Bir anda aklıma geldi nedense.

Bazen daha senin bile olmayanı paylaşmak istemezsin.

Ne garip bir duygudur bu böyle bilmem ki…

Yaşayana hem mutluluk hem de burukluk verir...

İçinde bir adam onun içinde başka bir kadın, ‘Matruşka’ gibi…

Matruşka bebekler gibi aslında hayatlarımız.

Kendimizden bir parça görmeyi beklerken…

Bir de bakıyoruz ki bir başkası var içimizde.

O bir başkası parçamız olmuş bir şekilde haberimiz bile olmadan içimize yerleşivermiş.

"Bazen narin bir kadın gibi düşünmek istiyorum, bazen bir serseri gibi davranmak..."

İç içe geçmiş bu matruşkalar doldurmuş yüreklerimizi, ruhumuzu, beynimizi...

Bir köşesinden takılıp kaldığımız ve kopamadığımız hayatlar.

Henüz yaşamadığımız ve asla yaşayamayacağımız bambaşka dünyaların kapılarına götürüp bırakıyor bizi…

Şaşkın, yalnız ve çaresiz kalakalıyoruz tanımadığımız, bilmediğimiz yerin, arkasını göremediğimiz kapısının önünde!..

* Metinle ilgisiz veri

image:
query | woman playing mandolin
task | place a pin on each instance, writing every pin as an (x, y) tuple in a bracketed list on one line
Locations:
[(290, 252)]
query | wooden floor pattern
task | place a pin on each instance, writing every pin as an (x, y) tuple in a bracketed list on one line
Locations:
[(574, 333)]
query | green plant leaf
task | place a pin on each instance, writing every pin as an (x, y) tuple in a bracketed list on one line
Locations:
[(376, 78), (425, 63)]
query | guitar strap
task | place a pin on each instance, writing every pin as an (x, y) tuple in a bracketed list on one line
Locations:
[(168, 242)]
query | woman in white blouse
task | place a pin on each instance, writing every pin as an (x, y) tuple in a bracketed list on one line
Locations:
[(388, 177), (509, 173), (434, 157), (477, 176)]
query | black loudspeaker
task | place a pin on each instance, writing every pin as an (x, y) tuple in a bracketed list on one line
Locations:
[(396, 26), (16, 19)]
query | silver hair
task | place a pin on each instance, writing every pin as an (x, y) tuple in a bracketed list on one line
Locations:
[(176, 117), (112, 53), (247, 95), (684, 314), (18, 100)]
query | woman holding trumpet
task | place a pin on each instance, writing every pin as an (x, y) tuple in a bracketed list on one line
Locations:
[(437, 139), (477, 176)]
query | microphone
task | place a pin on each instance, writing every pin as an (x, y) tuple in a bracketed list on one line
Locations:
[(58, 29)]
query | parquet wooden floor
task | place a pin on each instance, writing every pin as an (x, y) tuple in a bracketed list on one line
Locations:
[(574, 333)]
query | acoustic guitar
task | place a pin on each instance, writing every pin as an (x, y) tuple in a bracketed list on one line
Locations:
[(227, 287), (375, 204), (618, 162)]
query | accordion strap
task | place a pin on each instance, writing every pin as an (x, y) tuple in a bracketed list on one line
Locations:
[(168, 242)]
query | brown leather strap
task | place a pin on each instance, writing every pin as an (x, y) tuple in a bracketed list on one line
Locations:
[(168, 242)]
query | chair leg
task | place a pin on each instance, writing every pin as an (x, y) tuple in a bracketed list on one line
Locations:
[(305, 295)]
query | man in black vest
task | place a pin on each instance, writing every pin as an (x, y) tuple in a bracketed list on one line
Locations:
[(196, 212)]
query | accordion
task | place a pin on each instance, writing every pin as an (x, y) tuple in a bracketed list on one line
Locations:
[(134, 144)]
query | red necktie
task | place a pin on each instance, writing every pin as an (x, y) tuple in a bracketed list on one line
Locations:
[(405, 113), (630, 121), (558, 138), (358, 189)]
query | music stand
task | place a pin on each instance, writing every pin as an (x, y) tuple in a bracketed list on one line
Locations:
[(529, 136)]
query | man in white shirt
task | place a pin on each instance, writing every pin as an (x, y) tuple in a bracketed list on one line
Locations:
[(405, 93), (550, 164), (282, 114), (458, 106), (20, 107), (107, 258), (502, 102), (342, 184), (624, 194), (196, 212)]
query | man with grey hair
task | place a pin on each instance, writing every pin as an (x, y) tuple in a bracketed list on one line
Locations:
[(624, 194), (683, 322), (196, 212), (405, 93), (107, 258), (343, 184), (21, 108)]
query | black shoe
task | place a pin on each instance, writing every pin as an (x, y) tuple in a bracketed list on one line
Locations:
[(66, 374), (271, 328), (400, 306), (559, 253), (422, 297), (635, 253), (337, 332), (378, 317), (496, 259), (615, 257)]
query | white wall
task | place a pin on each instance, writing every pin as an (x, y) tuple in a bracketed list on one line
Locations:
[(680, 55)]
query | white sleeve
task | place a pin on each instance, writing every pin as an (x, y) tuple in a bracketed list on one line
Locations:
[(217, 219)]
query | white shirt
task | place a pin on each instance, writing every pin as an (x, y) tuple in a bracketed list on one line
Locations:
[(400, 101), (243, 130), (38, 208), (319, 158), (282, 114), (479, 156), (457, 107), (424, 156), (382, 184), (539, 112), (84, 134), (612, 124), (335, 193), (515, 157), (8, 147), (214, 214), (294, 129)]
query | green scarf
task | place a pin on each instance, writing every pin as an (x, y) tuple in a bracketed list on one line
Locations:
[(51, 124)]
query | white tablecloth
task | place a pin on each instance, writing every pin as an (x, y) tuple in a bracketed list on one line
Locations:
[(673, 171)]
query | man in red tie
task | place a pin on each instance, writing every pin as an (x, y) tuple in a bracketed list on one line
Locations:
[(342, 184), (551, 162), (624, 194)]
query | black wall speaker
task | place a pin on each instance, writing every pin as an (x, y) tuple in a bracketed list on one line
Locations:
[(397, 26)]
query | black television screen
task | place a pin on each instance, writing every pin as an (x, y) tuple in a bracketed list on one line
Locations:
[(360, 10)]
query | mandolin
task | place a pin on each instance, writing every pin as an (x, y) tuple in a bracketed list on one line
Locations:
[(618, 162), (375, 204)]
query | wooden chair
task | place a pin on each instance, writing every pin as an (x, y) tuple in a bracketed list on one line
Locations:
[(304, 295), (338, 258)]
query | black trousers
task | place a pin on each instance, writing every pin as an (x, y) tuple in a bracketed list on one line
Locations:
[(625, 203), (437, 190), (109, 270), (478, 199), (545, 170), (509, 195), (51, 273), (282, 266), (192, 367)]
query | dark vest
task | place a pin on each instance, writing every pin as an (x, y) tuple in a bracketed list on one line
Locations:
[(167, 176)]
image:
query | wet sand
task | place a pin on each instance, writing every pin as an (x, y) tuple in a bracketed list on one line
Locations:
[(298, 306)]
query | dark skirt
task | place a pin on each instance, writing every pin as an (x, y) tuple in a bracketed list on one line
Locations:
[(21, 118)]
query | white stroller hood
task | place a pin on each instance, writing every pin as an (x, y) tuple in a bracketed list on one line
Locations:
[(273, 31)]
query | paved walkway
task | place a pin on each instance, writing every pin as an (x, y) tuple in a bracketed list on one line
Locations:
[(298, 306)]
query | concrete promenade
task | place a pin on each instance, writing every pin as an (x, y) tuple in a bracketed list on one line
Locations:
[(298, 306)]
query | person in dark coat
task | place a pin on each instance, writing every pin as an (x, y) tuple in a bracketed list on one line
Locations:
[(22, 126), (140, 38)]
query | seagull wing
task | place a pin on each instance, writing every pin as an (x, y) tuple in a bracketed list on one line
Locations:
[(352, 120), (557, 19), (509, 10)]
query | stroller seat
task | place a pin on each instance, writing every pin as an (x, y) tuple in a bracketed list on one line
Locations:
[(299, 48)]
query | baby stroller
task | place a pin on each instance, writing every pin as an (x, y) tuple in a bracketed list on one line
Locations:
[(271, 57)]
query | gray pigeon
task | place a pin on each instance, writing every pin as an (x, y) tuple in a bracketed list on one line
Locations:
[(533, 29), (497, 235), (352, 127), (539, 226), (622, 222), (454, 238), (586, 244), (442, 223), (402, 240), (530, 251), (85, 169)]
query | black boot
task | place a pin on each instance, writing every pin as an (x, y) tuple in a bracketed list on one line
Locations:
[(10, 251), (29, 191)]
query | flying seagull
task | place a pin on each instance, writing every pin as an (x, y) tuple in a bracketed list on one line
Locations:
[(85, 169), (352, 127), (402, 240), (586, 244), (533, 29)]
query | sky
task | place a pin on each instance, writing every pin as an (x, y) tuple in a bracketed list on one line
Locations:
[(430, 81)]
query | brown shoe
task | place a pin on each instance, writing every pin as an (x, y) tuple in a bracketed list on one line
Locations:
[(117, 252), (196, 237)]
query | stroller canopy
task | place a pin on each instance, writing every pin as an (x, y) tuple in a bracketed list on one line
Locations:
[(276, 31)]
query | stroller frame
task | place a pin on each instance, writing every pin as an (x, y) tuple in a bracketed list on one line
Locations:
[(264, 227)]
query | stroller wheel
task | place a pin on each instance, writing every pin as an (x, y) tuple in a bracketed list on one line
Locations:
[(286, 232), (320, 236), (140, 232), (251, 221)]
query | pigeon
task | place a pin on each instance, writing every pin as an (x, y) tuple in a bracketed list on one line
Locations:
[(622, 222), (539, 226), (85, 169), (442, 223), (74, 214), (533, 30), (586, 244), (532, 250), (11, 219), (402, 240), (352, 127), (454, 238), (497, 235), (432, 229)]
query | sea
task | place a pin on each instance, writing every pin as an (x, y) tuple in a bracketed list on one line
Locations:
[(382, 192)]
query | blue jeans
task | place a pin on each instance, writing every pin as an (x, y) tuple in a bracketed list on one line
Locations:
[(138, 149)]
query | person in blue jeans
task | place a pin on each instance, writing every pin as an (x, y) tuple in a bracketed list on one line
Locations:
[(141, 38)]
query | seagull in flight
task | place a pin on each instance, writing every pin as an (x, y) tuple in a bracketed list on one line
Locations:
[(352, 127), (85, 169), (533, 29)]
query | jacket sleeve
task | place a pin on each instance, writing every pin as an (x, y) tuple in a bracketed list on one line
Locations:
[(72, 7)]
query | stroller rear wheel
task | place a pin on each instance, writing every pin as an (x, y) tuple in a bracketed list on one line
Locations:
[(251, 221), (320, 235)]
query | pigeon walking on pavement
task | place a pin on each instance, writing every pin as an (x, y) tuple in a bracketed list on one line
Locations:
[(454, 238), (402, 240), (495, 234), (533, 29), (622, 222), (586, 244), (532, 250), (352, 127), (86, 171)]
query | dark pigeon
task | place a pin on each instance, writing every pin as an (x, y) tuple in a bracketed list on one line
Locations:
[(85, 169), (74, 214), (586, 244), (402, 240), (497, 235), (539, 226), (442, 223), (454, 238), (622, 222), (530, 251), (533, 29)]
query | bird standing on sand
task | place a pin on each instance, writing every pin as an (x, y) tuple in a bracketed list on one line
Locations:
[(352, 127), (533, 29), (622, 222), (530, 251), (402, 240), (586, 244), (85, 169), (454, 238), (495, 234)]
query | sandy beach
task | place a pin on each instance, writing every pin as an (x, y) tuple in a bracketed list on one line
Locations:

Sadece bize ait, içinde sadece bizim olduğumuz bir hayat var mıdır gerçekten?

Galiba yok... Hatta kesinlikle yok...

Hayatımızı ne yapsak da kendimiz için yaşayamıyoruz.

Paylaşmak zorundayız bir başkalarıyla…

Başkaları bizim, biz başkalarının hayatında olacağız hep.

Asla tek başımıza yaşamayacağız bu hayatı ama tek başımıza terk edeceğiz.

Bazılarımızın içi daha büyük oluyor daha çok kişi sığdırıyor.

Peki neden bir kişi değil de birden çok kişi oluruz?

İnsana kendisi yetmiyor da ondan mı?

Yoksa hayat değişim hızımıza yetişemiyor mu?

Matruşkaların içinde kaybolan hayatlarımız, kırık matruşkalar belki de iç içe geçmekten…

Benim de içimden matruşka gibi bebekler çıkıyor sanki...

En gerçeği en küçük olanı, en büyük matruşka ise en çirkini...

Sizin kaç tane matruşkanız var biliyor musunuz?

Siz bilebilirsiniz ama başkaları asla, şairin dediği gibi:

"İzin verdiğin kadar bilebilirler seni,

Gerisi sadece zannettikleri…"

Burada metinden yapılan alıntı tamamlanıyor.